SABER DECIR
Es excelente la oportunidad que nos dan para expresarnos en este blog. Ahora lo importante es iniciar a escribir hasta encontrar el punto exacto de confianza y versatilidad para comunicar adecuadamente los mensajes que queremos dar.
Espero pronto SABER DECIR porque quiero compartir historias de todo tipo. No me censuren por favor.
La llegada a mi pueblo fue discreta, inadvertida por asi desearlo yo.
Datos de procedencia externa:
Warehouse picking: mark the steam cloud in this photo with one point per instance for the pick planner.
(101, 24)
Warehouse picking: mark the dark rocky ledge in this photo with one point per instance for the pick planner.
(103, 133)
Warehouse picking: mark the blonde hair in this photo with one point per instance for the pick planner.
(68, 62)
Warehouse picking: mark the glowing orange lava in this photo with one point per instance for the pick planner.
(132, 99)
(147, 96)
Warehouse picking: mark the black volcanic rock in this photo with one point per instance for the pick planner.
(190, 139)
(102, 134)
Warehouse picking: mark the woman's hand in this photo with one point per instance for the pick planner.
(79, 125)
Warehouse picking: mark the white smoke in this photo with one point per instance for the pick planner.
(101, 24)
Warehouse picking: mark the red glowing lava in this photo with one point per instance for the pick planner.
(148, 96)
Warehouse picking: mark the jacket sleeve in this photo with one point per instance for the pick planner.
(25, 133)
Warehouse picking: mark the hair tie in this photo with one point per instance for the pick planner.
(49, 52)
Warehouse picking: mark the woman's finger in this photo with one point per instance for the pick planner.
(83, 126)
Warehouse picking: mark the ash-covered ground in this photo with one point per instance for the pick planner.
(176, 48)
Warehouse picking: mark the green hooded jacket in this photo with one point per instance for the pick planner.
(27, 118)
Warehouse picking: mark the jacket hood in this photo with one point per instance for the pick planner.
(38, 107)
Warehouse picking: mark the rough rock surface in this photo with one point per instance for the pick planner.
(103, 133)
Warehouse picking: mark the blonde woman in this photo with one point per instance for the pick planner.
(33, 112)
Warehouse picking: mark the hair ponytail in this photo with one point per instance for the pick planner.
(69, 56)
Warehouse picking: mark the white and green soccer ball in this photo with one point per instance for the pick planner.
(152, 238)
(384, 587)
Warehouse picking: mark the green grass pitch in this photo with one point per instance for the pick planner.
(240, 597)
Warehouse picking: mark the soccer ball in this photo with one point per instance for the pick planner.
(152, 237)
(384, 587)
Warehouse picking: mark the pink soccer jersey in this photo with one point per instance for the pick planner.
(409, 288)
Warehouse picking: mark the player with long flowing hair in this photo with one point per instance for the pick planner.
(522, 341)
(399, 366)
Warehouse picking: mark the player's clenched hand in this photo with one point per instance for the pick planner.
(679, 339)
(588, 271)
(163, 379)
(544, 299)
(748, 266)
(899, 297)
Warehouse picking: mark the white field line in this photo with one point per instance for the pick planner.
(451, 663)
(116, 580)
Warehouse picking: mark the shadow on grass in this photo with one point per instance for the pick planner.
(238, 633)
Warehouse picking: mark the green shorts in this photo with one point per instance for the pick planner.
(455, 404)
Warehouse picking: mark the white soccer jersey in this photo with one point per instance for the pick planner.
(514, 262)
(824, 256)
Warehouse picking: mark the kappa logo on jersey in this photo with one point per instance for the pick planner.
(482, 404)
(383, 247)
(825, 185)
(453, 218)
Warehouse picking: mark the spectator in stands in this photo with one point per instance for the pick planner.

Quería recorrer aquellos espacios donde crecí y evocar aquellos instantes idos, no quería interrupciones para disfrutar aquel paseo por los tiempos. Me detuve frente al jardín de donde hace 40 años me escapé por miedo a ser reprendido por comentarle a otro niño que , sin querer, le había visto los calzones a una niña. Frente a ese instituto se encontraba mi querida escuela primaria, aquella que aún ahora a la distancia, considero mi mejor escuela. Estuve más de media hora viendo y recordando mil detalles. El foro donde tantas veces participé en las asambleas, la cancha en la que competí en diversos deportes, el lugar en el que alguna vez me descalabré y lloré al ver la sangre que abundante salía de mi cabeza, el patio donde me pasaba los recreos tirado jugando a las canicas, el pórtico donde alguna pelee con miedo y me di cuenta, con orgullo, que podía ganarle a la mayoría de los bravucones de esa época y además, observé con detenimiento aquellas aulas en las que alguna vez estudié con dedicación y esmero. Recorrí el barrio del "Tinaco", el barrio del "Vívero" y pasé también por el rumbo del "Estero". La fascinación me envolvía al observar las viejas casas de antiguos compañeros y amigos, aunque la tristeza me llegaba porque casi nadie de ese tiempo vive ahí ahora.